Ron Paul has another million dollar day

In a challenge to Mitt Romney, the Republican Party's frontrunner for the presidential nomination, Texas Congressman Ron Paul raised another million dollars in just 24 hours Sunday, using the online fundraising technique pioneered by his grassroots supporters in 2007 known as the "money bomb." The Paul campaign urged his supporters in email updates leading up to the event to help the Texas congressman fight Mitt Romney's special interest donors from "Wall Street bankers" and the political establishment.

In addition to leading the Republican field in surveys across the country, the former Massachusetts governor raised a whopping ten million dollars in one day last month at a call-a-thon in Las Vegas, demonstrating his formidable fundraising prowess. In emails to his supporters, the Ron Paul campaign argued that he wouldn't need to raise ten million dollars to show up Mitt Romney because he doesn't have a "liberal" big government record to defend like Romney does.

Million dollar online fundraisers are now a common feature of Ron Paul's presidential ambitions. This is the second million dollar day that Ron Paul has had in the last two months, and during his 2008 bid, he raised over four million in one day and another six million in a single day just a month later. What makes Ron Paul's most recent "money bomb" especially interesting is that his campaign styled it as a battle between Ron Paul's limited government conservatism and frontrunner Mitt Romney's record of growing the entitlement state. The official name for the fundraiser was "The Revolution vs. RomneyCare: Round One."

This is the first major attack by one candidate on another's record so far in the 2012 Republican presidential primary, and subtitling it "Round One" indicates that the Paul campaign isn't finished taking Mitt Romney to task for his signature legislative accomplishment as governor.  Romney's health care bill would eventually form the blueprint for the unpopular and widely controversial health care bill that opponents have pejoratively called "ObamaCare," which ironically served as a rallying point for members of the energetic Tea Party movement.

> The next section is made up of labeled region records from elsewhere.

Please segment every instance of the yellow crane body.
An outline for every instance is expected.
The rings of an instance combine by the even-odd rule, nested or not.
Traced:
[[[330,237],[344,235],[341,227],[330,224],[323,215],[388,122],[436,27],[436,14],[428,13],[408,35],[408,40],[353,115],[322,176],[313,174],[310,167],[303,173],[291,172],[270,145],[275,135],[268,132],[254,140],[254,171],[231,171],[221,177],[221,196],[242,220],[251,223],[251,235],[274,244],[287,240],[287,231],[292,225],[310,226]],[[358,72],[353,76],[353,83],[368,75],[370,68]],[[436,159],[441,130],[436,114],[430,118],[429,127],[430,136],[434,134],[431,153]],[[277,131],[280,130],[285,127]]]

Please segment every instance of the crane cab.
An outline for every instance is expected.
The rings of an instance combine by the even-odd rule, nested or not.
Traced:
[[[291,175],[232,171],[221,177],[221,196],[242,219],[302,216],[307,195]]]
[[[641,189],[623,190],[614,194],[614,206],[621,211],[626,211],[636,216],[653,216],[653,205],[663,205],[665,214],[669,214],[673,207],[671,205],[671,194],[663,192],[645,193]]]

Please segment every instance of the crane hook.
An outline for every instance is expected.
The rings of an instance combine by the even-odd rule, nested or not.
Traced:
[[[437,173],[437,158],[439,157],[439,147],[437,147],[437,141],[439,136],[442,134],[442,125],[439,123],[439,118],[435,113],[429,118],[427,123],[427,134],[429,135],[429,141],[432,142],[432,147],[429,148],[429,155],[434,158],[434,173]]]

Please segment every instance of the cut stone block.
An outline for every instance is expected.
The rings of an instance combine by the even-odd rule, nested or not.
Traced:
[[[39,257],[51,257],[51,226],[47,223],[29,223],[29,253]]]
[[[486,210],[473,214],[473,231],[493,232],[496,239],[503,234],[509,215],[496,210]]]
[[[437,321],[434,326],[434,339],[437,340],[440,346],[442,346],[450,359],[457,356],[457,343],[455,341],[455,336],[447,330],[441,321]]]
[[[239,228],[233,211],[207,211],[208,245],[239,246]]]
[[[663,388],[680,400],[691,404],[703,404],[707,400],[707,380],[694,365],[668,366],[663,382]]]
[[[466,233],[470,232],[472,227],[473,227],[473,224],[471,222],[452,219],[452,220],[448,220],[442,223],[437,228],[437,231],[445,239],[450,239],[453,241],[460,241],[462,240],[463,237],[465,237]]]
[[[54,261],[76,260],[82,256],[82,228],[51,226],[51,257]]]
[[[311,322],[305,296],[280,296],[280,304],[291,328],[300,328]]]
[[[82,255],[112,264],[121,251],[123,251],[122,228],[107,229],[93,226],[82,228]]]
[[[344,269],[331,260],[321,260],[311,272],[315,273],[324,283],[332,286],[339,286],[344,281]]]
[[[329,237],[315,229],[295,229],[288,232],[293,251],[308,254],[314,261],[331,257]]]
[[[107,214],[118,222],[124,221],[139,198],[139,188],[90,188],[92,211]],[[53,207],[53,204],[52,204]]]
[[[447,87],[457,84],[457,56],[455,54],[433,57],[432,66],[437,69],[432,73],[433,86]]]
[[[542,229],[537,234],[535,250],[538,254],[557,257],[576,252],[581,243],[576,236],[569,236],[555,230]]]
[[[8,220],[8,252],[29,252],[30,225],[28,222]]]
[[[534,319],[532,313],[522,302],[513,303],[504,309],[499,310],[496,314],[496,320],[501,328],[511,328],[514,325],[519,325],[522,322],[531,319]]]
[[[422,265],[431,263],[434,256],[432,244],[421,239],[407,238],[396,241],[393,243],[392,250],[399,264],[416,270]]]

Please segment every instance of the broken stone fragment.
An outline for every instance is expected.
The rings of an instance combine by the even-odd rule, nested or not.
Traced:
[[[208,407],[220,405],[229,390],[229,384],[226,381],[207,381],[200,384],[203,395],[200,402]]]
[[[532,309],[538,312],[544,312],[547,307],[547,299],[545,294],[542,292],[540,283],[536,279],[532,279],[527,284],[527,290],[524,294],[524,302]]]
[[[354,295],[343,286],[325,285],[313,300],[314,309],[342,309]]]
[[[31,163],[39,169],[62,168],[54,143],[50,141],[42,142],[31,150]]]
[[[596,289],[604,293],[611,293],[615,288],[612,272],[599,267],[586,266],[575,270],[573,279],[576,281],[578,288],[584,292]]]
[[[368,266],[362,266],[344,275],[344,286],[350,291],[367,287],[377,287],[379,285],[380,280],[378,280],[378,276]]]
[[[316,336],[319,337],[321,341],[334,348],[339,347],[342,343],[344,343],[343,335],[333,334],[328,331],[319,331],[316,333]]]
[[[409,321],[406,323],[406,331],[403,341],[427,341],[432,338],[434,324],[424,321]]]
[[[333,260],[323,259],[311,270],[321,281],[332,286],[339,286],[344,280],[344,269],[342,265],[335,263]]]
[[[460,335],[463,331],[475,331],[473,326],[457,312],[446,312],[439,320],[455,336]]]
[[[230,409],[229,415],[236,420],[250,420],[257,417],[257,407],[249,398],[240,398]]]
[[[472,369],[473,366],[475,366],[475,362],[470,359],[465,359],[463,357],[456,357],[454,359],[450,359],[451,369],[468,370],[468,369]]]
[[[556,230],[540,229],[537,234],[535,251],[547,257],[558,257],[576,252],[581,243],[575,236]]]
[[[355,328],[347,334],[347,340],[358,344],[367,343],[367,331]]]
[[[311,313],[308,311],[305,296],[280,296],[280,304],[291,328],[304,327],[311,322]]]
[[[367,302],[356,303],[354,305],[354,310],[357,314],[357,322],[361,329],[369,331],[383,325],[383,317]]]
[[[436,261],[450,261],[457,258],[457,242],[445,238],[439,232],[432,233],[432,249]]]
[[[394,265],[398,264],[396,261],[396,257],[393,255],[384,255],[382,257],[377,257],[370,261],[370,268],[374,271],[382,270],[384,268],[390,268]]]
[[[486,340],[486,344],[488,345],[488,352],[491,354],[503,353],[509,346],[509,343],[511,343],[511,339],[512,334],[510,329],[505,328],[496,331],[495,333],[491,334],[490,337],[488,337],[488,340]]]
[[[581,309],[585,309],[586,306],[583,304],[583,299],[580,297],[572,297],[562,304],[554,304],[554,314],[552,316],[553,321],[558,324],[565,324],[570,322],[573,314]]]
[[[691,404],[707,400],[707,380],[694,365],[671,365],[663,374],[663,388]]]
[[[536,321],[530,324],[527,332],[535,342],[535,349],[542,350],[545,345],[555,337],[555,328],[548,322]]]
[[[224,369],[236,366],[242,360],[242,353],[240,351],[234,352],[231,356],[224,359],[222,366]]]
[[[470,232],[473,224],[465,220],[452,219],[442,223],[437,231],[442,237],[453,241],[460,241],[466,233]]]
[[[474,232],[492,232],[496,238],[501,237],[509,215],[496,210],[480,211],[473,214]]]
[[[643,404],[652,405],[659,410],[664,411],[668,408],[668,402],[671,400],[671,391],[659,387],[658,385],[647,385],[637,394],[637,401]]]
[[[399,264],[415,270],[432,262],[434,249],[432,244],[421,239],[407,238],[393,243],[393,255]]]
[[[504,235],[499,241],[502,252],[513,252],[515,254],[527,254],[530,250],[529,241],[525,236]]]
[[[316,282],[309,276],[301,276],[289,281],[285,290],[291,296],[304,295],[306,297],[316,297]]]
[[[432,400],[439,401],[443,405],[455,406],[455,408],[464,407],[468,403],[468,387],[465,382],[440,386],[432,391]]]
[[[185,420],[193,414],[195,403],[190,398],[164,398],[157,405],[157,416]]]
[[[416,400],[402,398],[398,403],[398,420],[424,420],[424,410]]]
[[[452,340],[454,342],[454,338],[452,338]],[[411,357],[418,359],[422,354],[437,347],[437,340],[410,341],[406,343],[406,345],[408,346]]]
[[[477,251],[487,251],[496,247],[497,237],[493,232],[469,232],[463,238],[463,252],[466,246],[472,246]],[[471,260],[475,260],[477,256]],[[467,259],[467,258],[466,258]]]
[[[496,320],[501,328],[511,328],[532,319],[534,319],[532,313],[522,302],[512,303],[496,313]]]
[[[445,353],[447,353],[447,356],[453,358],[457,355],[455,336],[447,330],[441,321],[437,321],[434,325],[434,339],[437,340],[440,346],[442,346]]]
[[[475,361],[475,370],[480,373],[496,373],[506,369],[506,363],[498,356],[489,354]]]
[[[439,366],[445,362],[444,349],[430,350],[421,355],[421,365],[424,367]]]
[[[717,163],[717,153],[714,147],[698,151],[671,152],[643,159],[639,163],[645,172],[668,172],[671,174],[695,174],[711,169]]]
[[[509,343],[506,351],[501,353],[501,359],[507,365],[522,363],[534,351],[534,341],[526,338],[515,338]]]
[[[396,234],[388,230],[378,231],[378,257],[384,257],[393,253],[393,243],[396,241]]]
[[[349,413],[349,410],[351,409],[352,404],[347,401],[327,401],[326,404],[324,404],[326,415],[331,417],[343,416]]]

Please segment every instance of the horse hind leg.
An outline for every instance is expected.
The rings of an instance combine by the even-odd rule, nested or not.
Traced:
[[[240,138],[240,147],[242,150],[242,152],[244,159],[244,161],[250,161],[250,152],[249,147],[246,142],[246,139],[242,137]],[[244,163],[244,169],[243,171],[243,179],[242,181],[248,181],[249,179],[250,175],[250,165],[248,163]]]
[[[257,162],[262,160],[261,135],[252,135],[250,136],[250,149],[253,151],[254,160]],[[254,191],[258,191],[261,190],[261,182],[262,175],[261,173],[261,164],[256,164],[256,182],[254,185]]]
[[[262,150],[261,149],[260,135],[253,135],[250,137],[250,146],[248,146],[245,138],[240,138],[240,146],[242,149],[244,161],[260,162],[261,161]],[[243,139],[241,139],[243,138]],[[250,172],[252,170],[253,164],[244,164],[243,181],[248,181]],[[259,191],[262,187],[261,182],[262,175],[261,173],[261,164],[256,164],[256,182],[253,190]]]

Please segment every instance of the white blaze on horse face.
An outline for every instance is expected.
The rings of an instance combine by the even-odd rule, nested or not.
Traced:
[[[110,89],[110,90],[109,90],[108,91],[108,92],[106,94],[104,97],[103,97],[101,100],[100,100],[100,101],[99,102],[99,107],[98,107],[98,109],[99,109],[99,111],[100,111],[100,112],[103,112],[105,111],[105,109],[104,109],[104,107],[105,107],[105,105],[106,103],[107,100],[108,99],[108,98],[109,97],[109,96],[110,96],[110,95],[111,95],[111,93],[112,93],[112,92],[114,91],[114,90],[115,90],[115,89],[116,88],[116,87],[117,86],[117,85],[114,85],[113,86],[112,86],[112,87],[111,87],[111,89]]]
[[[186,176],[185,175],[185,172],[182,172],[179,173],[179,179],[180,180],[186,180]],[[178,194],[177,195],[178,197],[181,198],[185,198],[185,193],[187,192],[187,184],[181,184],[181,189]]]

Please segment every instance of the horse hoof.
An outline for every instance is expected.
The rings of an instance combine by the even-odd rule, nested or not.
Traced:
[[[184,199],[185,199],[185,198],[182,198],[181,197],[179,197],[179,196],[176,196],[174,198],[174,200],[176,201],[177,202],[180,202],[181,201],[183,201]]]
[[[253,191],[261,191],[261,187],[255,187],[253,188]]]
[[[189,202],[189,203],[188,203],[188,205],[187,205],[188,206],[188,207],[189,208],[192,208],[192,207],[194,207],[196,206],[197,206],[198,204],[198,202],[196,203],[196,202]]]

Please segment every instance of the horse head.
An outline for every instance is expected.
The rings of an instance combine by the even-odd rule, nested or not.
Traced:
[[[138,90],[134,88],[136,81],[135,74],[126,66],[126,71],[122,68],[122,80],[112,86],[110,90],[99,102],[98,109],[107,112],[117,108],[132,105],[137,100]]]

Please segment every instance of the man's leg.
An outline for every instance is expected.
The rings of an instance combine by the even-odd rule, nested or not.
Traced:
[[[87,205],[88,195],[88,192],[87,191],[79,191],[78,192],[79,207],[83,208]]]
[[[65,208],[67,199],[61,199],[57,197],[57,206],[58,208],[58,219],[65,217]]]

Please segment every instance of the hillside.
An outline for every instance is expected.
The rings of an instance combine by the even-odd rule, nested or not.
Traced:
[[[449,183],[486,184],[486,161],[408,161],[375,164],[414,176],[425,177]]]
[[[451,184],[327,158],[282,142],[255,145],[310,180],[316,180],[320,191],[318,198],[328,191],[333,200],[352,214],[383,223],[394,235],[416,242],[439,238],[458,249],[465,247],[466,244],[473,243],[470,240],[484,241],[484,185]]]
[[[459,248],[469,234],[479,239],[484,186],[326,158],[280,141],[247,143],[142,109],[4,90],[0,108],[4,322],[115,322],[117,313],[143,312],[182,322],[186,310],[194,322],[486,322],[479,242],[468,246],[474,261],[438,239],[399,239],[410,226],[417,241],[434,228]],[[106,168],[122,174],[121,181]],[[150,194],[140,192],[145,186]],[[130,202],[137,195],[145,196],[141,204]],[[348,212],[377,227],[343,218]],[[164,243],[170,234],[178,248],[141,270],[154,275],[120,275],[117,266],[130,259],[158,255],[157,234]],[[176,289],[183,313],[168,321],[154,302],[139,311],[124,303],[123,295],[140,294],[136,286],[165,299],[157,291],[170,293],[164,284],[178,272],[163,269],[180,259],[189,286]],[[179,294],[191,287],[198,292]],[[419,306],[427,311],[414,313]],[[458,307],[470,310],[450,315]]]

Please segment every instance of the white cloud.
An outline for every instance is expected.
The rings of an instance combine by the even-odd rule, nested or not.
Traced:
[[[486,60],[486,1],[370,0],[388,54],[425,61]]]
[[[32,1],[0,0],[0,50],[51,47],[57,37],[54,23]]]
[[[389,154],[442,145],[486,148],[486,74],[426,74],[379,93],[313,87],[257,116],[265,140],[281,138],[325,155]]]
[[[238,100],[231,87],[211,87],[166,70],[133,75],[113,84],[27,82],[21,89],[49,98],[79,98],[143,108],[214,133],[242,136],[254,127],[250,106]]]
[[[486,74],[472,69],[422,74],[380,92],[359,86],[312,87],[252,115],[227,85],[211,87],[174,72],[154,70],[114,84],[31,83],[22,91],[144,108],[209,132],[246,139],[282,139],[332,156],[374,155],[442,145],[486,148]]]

In addition to the broader intraparty struggle, it's worth comparing Ron Paul's recent "money bomb" fundraiser with that of another Tea Party favorite, Rep. Michele Bachmann (R-MN). Though she is a strong fundraiser via more traditional methods, late last month when Bachmann urged supporters to help her raise $240,000 online in 24 hours, she came up short with only $165,000. During the first Republican presidential debate held in South Carolina, when asked if he had been eclipsed by Bachmann as a leader in the Tea Party movement, Ron Paul quipped that "she's not here tonight, so I don't think so."

What's clear is that Ron Paul's campaign is already moving to frame the upcoming Republican primary as a fight between himself as an advocate of limited government and frontrunner Mitt Romney who has a record of expanding government. With the kind of poll results Congressman Paul has been getting, consistently placing second or third in key primary states, outperforming most of the Republican field in name recognition, and besting every single other Republican contender in a hypothetical 2012 campaign against Barack Obama, Paul certainly has the credibility to assert this political narrative. Time will tell if Republican voters agree.